インターの周りの農道をぐるっと回って、ようやく本来の林道に。慎重な走りでも登山口までは10分もかからない。奈良や大阪からやって来る登山者は少ないものの、三重県ではそれなりに登られている山のようだ。名阪国道を亀山方面から走って来ると目立つ鋭峰だし、平野部からでも望める山だ。登山口には20台以上は駐車可能なスペースが用意されている。頂上までの道筋には200mごとに1~9までのポスト(8は見あたらず)があり、随所にベンチなども設置されている。登山道自体も良く整備されている。手頃な日帰り登山コースということで力を入れている様子だ。

南側のダム湖のあたりから眺めると鋭峰が目立つのだが、加太向井の北側の登山道からは山頂はなかなか見えない。八合目あたりでやっとてっぺんが姿を見せる。最後の登りは露岩も多くて傾斜も強くなる。鎖とロープにつかまりながら登り切った山頂は360°のパノラマだ。明日は雨の予報だし、気温は高いものの風は強まっている。これだけ展望の良い場所だから風が抜けるのは当然のことか。北に鈴鹿の山、西に布引の山、南は度会の山、そして東は伊勢平野に伊勢湾、大した標高でもないのに眺めの良さは格別。

登山口から山頂まで休憩無しで1時間ちょっと、私が到着して間もなく、三人連れの男性が現れた。錫杖湖側から登ってきたようで途中で姿を見なかったのはそのためか。さっそくシャッター押しを頼まれる。おにぎり2個だけだった私に「ひとついかが」と桜餅を頂戴する。甘いものはほとんど口にしない私だが、山だと美味しく感じるのが不思議。

空腹を満たし一服、飽きずに景色を眺める。北側の鈴鹿山脈の南端と錫杖ヶ岳の間は名阪国道とJR関西線が通る。伊勢平野への出口にあたる亀山にはシャープの工場の広大な敷地が確認できる。西側、奈良盆地への出口の天理には同社の研究所があるから、この会社は無料高速道路である名阪国道の両端に拠点を構えていることになる。その経費節減効果も狙っての立地だろう。

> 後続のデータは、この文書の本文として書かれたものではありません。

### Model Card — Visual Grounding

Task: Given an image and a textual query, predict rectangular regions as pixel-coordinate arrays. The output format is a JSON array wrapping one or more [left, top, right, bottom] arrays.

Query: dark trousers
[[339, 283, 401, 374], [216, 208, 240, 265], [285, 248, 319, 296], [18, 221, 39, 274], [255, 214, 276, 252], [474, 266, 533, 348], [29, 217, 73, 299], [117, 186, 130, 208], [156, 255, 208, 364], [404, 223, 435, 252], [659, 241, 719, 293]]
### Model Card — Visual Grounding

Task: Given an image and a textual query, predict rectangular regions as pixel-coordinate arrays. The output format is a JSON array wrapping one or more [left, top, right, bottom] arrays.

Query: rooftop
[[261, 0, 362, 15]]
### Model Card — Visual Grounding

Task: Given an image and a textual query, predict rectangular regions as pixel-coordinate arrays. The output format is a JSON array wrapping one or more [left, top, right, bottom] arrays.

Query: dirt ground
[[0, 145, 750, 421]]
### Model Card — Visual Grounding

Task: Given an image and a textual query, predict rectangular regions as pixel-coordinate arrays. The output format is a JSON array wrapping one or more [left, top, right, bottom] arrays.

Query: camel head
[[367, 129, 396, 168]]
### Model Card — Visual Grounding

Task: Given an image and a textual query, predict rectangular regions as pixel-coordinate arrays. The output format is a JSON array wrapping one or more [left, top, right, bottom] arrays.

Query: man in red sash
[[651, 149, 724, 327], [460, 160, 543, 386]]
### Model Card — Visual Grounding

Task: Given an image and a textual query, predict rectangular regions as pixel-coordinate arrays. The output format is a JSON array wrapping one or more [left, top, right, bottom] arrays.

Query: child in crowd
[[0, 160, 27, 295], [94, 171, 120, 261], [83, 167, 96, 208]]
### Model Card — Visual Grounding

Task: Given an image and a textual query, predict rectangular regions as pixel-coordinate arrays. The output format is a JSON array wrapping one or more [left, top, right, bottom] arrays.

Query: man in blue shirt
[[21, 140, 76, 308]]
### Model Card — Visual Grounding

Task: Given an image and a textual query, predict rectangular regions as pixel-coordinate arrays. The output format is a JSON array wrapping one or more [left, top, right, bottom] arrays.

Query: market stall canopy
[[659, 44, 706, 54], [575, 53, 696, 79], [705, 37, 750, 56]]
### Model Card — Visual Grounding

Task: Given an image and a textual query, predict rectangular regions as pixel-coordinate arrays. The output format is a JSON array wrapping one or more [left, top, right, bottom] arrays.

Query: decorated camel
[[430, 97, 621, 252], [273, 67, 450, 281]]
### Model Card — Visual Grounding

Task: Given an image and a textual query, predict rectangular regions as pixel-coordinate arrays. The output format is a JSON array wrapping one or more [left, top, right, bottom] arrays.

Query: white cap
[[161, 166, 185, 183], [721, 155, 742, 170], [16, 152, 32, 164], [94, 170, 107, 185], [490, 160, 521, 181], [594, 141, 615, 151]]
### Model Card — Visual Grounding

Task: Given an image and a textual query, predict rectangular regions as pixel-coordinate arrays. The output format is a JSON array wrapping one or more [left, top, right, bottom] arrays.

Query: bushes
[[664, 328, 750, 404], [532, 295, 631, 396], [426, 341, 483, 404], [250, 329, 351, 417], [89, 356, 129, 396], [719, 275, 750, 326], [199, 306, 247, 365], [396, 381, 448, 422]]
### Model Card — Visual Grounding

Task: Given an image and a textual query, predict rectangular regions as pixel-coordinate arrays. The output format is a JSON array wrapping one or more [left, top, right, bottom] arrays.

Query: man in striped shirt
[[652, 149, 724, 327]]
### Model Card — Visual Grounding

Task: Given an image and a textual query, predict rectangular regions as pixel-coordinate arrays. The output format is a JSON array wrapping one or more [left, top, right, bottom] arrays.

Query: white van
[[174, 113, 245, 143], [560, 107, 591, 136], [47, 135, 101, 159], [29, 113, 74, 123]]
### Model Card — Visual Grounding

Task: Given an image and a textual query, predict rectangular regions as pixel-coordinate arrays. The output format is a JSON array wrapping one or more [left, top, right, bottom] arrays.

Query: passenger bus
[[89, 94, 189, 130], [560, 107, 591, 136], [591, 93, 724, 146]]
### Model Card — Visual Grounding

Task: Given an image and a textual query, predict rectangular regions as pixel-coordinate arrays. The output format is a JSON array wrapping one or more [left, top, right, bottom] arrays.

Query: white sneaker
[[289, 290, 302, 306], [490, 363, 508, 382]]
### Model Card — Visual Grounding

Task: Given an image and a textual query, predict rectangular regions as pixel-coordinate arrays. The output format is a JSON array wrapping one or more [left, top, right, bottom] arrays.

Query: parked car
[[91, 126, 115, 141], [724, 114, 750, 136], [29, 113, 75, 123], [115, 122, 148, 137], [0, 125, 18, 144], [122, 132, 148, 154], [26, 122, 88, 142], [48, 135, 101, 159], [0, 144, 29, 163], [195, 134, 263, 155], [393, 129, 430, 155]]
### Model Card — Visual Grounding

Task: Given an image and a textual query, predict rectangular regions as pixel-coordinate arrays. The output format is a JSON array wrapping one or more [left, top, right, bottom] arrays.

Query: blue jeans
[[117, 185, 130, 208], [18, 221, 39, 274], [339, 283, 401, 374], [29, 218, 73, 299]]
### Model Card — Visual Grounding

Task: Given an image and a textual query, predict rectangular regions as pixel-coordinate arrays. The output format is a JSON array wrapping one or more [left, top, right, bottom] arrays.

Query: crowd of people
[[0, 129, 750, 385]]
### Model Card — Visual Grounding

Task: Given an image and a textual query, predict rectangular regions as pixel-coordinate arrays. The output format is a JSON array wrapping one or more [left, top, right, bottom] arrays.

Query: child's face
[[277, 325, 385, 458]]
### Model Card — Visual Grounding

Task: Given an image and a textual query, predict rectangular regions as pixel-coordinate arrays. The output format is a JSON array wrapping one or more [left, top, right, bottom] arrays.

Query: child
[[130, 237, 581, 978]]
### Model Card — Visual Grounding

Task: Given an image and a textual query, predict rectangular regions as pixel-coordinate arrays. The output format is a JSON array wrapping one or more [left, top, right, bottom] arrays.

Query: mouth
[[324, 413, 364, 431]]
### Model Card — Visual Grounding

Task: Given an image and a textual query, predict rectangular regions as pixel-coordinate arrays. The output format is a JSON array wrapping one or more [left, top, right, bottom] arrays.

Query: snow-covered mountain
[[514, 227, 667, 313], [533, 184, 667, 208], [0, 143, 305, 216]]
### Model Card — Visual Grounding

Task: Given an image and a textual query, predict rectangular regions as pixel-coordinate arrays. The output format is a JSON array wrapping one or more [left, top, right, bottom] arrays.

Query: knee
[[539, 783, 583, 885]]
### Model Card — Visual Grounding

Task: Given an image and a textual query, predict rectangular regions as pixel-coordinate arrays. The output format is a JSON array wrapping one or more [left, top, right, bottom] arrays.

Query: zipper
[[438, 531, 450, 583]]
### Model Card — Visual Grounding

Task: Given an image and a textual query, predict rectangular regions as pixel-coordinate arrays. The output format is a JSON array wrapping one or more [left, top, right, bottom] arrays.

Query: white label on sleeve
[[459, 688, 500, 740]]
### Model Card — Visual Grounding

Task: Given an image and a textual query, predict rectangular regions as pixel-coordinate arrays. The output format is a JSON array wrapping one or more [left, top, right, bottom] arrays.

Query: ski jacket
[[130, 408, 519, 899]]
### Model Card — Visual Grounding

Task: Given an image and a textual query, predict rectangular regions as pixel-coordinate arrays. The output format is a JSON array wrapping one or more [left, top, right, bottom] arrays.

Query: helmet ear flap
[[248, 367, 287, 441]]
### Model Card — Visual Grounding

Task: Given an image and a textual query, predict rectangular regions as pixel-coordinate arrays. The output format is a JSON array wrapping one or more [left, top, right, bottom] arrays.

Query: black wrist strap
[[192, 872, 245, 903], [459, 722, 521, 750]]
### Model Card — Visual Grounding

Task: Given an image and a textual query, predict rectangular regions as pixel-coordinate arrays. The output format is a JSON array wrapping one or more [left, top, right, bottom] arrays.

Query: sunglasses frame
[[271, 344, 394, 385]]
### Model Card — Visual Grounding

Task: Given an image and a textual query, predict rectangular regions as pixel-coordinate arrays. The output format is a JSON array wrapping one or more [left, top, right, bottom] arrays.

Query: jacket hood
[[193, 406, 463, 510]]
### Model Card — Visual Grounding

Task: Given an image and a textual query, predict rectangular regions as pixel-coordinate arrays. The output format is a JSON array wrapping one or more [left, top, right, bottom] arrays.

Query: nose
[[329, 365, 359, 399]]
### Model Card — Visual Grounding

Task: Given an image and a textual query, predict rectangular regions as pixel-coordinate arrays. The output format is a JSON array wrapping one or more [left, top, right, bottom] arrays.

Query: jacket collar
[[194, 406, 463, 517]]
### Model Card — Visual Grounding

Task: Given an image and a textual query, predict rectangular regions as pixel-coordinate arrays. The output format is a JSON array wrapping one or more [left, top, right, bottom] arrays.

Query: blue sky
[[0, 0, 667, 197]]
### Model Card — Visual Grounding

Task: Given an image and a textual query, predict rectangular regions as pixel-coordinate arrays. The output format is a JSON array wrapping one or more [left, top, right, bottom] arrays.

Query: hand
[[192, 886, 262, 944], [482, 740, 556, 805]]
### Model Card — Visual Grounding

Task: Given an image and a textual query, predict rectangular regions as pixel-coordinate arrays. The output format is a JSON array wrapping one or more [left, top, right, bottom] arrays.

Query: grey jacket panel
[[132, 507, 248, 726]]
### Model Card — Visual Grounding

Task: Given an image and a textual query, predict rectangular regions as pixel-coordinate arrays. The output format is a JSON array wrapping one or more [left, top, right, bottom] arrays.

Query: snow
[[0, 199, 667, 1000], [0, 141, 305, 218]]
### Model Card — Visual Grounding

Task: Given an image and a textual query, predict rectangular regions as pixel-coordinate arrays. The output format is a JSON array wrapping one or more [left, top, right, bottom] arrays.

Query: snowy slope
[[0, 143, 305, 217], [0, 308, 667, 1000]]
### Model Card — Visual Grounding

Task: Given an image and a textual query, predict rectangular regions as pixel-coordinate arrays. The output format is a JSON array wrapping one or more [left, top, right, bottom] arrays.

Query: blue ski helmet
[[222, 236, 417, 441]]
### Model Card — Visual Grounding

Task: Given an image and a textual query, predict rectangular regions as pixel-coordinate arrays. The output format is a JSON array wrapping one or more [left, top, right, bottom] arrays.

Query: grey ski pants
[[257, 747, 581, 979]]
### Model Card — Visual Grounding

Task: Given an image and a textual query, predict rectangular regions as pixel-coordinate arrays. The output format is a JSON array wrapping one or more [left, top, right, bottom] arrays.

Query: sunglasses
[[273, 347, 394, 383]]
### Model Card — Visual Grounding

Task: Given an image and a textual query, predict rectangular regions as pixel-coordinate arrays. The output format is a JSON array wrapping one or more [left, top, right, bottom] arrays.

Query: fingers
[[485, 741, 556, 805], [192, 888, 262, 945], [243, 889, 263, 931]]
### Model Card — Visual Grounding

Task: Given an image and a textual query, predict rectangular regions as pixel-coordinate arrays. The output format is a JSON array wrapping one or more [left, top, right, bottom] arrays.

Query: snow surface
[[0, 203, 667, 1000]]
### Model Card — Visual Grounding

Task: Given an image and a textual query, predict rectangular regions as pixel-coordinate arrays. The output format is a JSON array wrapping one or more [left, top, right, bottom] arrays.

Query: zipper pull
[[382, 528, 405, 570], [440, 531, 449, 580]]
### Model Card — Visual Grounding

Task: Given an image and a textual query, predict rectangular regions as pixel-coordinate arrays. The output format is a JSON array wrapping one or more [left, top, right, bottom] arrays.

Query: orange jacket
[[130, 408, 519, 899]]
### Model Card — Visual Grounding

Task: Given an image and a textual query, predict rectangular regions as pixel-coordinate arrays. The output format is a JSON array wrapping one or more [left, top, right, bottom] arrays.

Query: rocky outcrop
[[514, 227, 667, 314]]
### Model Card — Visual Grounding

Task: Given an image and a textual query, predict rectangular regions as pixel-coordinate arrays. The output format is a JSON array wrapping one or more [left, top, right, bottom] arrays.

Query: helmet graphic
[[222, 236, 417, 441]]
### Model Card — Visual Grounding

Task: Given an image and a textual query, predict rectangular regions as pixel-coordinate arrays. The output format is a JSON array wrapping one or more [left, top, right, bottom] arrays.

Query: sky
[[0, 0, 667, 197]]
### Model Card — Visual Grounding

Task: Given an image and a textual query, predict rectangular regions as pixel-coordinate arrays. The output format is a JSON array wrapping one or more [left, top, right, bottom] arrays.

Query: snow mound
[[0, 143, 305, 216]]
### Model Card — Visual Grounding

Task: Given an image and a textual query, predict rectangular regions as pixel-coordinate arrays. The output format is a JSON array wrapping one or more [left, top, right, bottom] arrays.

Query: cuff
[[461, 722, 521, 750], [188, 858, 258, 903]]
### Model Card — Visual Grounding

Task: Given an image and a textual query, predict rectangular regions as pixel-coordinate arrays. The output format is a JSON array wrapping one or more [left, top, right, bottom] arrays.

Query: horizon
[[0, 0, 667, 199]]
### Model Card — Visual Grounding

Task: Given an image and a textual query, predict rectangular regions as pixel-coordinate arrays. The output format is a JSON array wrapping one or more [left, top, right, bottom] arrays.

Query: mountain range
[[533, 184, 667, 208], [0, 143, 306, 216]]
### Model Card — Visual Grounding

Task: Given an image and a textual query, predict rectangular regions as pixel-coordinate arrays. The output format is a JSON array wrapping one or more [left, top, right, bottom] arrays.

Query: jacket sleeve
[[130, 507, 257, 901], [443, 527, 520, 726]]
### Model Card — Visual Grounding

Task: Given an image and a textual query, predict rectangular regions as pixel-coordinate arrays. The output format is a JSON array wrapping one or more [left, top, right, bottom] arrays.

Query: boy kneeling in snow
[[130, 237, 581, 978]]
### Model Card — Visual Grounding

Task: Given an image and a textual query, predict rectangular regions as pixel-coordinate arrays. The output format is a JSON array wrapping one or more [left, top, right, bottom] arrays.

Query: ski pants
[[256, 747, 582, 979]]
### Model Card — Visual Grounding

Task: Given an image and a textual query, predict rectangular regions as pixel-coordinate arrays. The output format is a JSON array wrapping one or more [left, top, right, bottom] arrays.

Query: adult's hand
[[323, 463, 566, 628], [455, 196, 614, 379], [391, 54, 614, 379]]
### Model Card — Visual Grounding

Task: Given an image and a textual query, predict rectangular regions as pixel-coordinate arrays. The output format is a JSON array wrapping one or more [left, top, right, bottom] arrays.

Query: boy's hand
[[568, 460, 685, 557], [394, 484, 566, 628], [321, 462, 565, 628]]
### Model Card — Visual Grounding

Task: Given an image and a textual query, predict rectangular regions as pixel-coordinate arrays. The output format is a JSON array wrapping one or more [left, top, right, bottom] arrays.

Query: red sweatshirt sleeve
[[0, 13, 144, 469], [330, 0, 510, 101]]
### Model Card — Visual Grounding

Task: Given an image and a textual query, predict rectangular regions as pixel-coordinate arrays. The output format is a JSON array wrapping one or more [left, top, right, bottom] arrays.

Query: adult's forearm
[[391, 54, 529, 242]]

我が家のテレビもアクオス、一世を風靡した世界の亀山モデルだ。その会社が今や存亡の危機、経営資源の集中が仇になったということなのだが、一方で原子力で潤っている東芝はあれだけの事故のあとも安泰、民需と官需との違いと言ってしまえばそれまで。春闘の賃上げが取り沙汰されるなか、苦境のメーカーにしてみれば恨めしいところだろう。

思うに、嘗ての春闘にはスローガンにしても労働者全体を見渡す視点があったものだが、現在は単組ですら同じ仕事をする非正規労働者のことなど眼中にもなさそうだ。折しも、ニュースでは安倍首相が官邸の花見で一句、「賃上げの 花が舞い散る 春の風」とか。その巧拙は言わないとして、これを聞いた友人のS君が続けた下の句が秀逸、「おこぼれもなく 音(値)を上げる日々」、御用学者が宣うトリクルダウンにも掛けて狂歌にしたところがお見事。とかなんかとか、山に登って世を憂うの巻。